Different, they are, and
advisors who serve the Gen-X
marketplace should expect to
play ball differently with this
generation than it did face to
face with previous generations.
“They want to work with a lot of
advisors, they want information,
and they want to be involved,”
says Zultowski. “In a sense,
they want to be the general
contractor” that directs all of
the input regarding their
retirement savings.
That’s a different approach
than the “quarterback” model
that some comprehensive planners
use to coordinate the various
financial aspects of their
clients’ lives. But despite Gen
X’s desire to maintain a sense
of control over their
portfolios, Zultowski notes
they’re also the group least
likely to take the time to
properly manage their finances.
For now, the advisory
business is mainly focused on
boomers and the generation
before them. This is
particularly true for older
planners who have grown up in
the business along with their
older clients. “Advisors have a
peripheral knowledge of
Generation X,” says Steve
Gresham, senior vice president
of asset management at The
Phoenix Companies. He and
Zultowski are collaborating on a
book called The Gen X Advisor.
“Gen X is like a musical group
or movie they’ve heard of but
haven’t seen because it’s not a
generation in their world.”
Gresham says that Gen Xers
have more information at their
disposal, are more careful about
who they listen to, and have a
greater sense of self-direction
when it comes to financial
information. “They won’t
necessarily bow to what the
advisor says,” he notes.
“Advisors can see that as a
threat to their authority. And a
lot of advisors have told me
that they’re not interested in
training another generation as
clients.”
Indeed, there can be a lot of
upfront education and planning
work for advisors with their
Gen-X clients. “Initially,
younger clients may need extra
attention,” says Bobbie Munroe,
owner of Fraser Financial, a
planning firm in Atlanta. “They
lack experience on almost
everything.”
But Munroe says there is
potential value in entering
younger people’s lives during
their formative financial years.
“With guidance at an early age,
the up-and-comer is likely to
become an ‘A’ client,” she says.
Kirk Kinder, the 37-year-old
owner of Picket Fence Financial
in Bel Air, Md., counts about a
dozen fellow Gen Xers among his
40 clients. He says most of them
come from dual-income households
earning $100,000 to $150,000,
and on average most of their
assets are tied up in 401(k)
plans or in their homes.
“There’s not a lot of
comprehensive planning to do,”
he says.

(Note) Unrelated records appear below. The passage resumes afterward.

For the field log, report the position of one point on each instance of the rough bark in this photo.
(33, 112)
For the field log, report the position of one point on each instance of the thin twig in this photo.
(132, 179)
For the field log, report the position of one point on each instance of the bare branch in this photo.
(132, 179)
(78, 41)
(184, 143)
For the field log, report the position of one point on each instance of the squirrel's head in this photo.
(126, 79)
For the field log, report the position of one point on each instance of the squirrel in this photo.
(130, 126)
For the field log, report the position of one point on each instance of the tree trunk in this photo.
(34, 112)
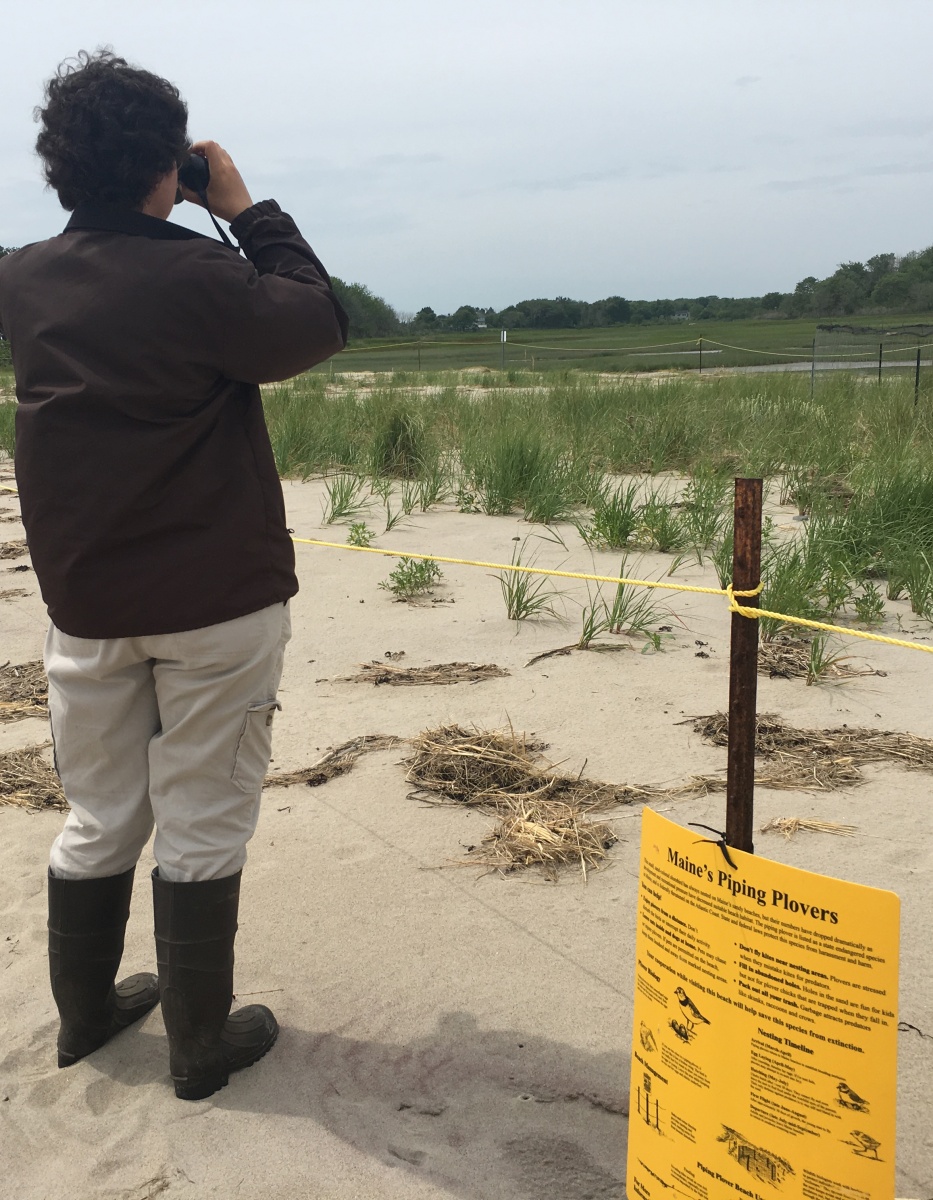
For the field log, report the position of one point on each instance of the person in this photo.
(156, 523)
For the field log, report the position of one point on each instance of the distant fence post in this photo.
(744, 667)
(813, 369)
(916, 379)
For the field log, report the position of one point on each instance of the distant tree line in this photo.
(884, 283)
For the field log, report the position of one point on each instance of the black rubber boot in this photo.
(196, 928)
(86, 927)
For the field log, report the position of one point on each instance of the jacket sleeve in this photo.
(281, 315)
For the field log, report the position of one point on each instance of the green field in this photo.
(637, 463)
(617, 348)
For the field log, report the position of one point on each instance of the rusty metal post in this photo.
(744, 669)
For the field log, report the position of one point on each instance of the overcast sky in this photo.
(446, 151)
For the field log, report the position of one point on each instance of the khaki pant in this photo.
(173, 730)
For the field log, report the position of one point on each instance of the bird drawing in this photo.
(865, 1145)
(850, 1099)
(692, 1015)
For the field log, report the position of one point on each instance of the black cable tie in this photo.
(718, 841)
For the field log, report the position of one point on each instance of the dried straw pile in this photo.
(789, 826)
(543, 816)
(825, 760)
(24, 691)
(413, 677)
(28, 780)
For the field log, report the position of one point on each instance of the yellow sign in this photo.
(764, 1050)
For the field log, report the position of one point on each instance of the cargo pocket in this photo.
(254, 747)
(54, 748)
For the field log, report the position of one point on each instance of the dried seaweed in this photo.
(28, 781)
(441, 673)
(542, 815)
(24, 691)
(336, 762)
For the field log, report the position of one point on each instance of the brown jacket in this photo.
(148, 484)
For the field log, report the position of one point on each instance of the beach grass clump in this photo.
(793, 585)
(413, 577)
(344, 498)
(614, 520)
(7, 427)
(661, 526)
(360, 534)
(397, 443)
(527, 597)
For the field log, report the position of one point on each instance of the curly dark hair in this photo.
(109, 131)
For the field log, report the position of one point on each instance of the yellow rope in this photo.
(729, 592)
(519, 568)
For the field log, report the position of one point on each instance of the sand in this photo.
(445, 1033)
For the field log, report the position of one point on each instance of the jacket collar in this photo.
(116, 220)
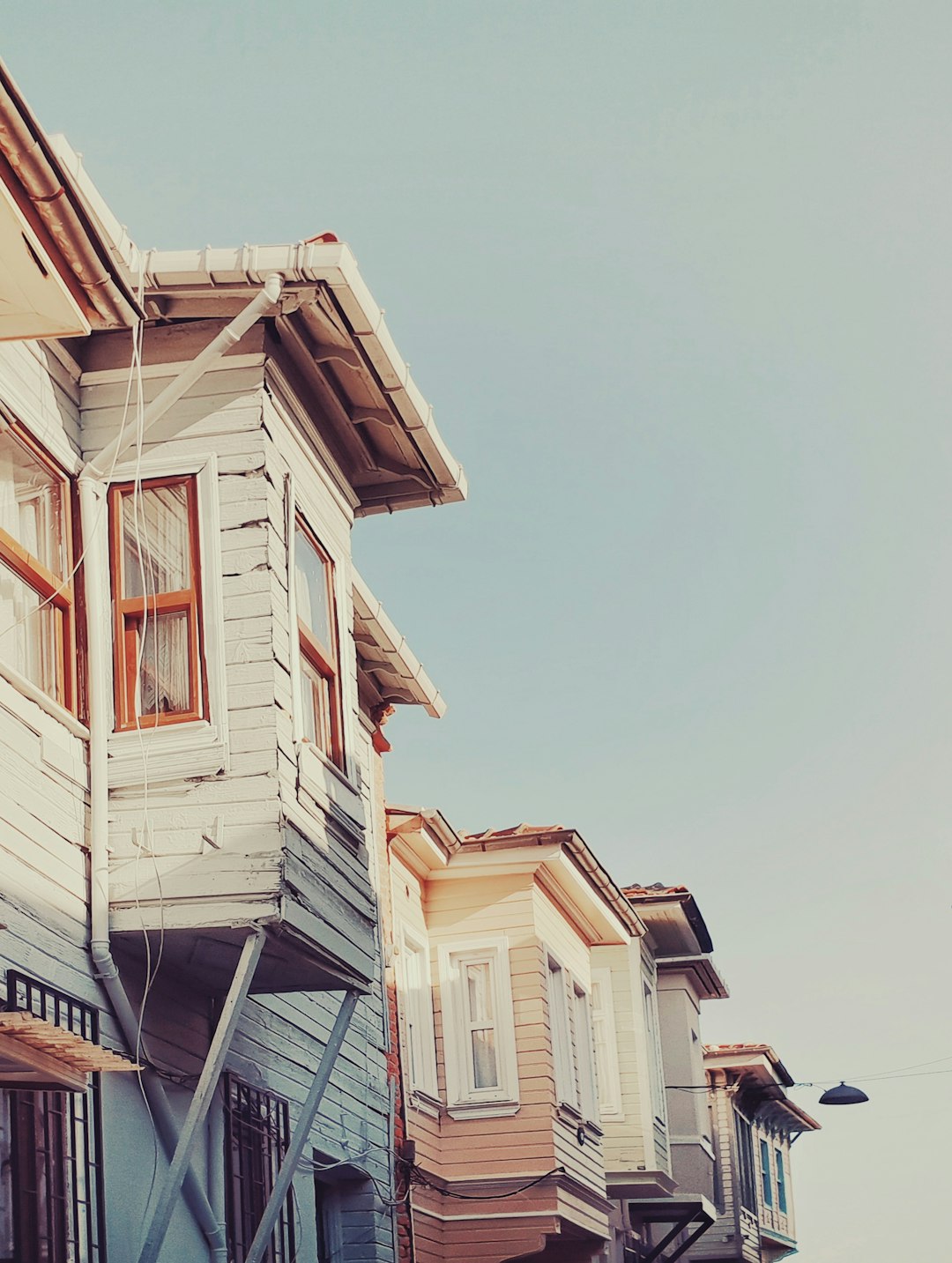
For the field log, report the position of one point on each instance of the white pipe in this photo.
(187, 378)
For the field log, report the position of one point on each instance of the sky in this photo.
(677, 280)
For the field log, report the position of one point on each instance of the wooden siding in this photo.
(228, 833)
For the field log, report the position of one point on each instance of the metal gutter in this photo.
(399, 659)
(55, 198)
(331, 264)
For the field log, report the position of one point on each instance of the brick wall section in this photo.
(402, 1213)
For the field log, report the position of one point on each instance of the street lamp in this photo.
(844, 1096)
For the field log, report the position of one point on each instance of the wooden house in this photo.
(192, 680)
(754, 1125)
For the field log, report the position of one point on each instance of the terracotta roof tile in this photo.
(658, 888)
(513, 833)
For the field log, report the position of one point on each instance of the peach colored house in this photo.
(500, 1029)
(754, 1125)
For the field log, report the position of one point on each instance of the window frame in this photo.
(138, 610)
(324, 659)
(415, 1013)
(561, 1032)
(747, 1176)
(56, 591)
(71, 1126)
(464, 1099)
(242, 1220)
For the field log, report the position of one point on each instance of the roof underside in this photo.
(333, 349)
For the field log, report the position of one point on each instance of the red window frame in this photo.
(130, 612)
(324, 661)
(56, 590)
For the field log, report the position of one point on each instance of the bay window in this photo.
(154, 554)
(37, 597)
(584, 1053)
(557, 995)
(479, 1032)
(417, 1014)
(317, 632)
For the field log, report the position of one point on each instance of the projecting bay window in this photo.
(37, 600)
(557, 995)
(767, 1183)
(584, 1053)
(479, 1033)
(154, 553)
(780, 1183)
(317, 632)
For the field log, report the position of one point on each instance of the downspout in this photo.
(93, 504)
(187, 378)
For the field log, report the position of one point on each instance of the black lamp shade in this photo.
(844, 1096)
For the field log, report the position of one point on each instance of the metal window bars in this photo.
(56, 1146)
(257, 1137)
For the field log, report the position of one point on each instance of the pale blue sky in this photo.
(677, 278)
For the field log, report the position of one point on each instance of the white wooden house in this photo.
(192, 679)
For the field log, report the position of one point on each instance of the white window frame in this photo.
(317, 773)
(606, 1047)
(653, 1041)
(198, 747)
(561, 1032)
(584, 1046)
(415, 1011)
(464, 1099)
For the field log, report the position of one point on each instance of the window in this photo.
(157, 603)
(479, 1032)
(584, 1053)
(37, 598)
(606, 1050)
(562, 1058)
(257, 1134)
(317, 630)
(780, 1183)
(745, 1163)
(654, 1055)
(51, 1152)
(767, 1183)
(417, 1014)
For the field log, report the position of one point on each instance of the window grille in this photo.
(51, 1143)
(257, 1137)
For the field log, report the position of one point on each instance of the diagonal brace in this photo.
(204, 1096)
(302, 1131)
(680, 1225)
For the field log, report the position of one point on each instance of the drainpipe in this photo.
(93, 495)
(187, 378)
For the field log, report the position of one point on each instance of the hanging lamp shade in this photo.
(844, 1096)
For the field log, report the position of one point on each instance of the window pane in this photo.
(32, 504)
(155, 556)
(28, 632)
(312, 589)
(316, 697)
(479, 995)
(164, 686)
(484, 1059)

Kinder says those with
a lot of taxable assets outside
of their 401(k)’s often prefer
just doing a financial plan or
getting advice at an hourly
rate. A few are on retainer at a
full-year rate of $2,500 to
$5,000.
Kinder says his Gen-X
clients are detail-driven and
want to understand why he
recommends certain courses of
action. “I have to be prepared
to show them some serious
analysis,” he says. “Advisors
who aren’t providing good
financial planning services are
going to have to shift their
approach as Gen Xers get older.
Advisors are going to have to
work more for their money.”
Advisors also have to be
more tech-savvy when dealing
with Gen X. “My clients demanded
that we do more electronic-based
communication,” says Karen
McIntyre, vice president and
managing director of financial
planning at Vantage Point
Advisors in Blue Bell, Pa. She
notes that life in the
instant-communications world can
be intrusive, and she sets
boundaries for BlackBerry- and
e-mail-addicted clients
regarding when they can and
can’t expect a reply. “I tell
them that when I’m not working,
the phones are off,” McIntyre
says. “You can call and leave a
message, and I’ll respond during
business hours.”
That said, McIntyre says she
loves serving Gen-X clients.
“The younger generation
understands the need for a
comprehensive relationship and
they use it to the fullest,” she
says. “These folks are getting
more value than people who never
really understood what
comprehensive planning was 15
years ago. If you manage their
expectations and deliver on it,
they’re yours forever.”
Among McIntyre’s Gen-X
clients is a couple in the
medical profession: He’s a
cardiologist; she’s a
pediatrician. They’re getting
close to paying off their
education loans and are in the
middle of buying into their
respective practices. In a few
years, they’ll start saving for
retirement. “But for now, they
have bupkis,” she says.
Still, some Gen Xers come
with a do-it-yourself mindset
that makes them less willing to
delegate authority to their
advisors. “It’s an arm-wrestling
thing,” says Bedda D’Angelo,
president of Fiduciary Solutions
in Durham, N.C. “I’m constantly
fighting them to move in a
certain direction.”
D’Angelo says she has one Gen-X
client who wanted to double
check that she had set up the
automatic transfer from his
checking account to his Fidelity
brokerage account, which is
D’Angelo’s custodian. He tested
it by putting $10 into his IRA,
but because he had already fully
contributed to his 401(k) plan
for the year, the $10 became an
excess contribution that created
all sorts of hassles. “That’s a
typical Gen-X thing,” she says.
“They’ll do something on their
own without looking at the
consequences, and I spend months
cleaning it up.”
That said, D’Angelo says she
enjoys working with Gen Xers who
appreciate what she can
contribute to the process, even
if they’re not the proverbial
golden goose egg. “If I wasn’t
in a position to pick and choose
clients, they wouldn’t be a
profit center, because they’re
more work with this daily
education thing versus the $2
million boomer with an IRA
rollover—where all you have to
do is an annual review and
proactive portfolio
maintenance.”
Bobbie Munroe, the Atlanta
planner, says Gen Xers can
become good clients after they
get comfortable with an advisor.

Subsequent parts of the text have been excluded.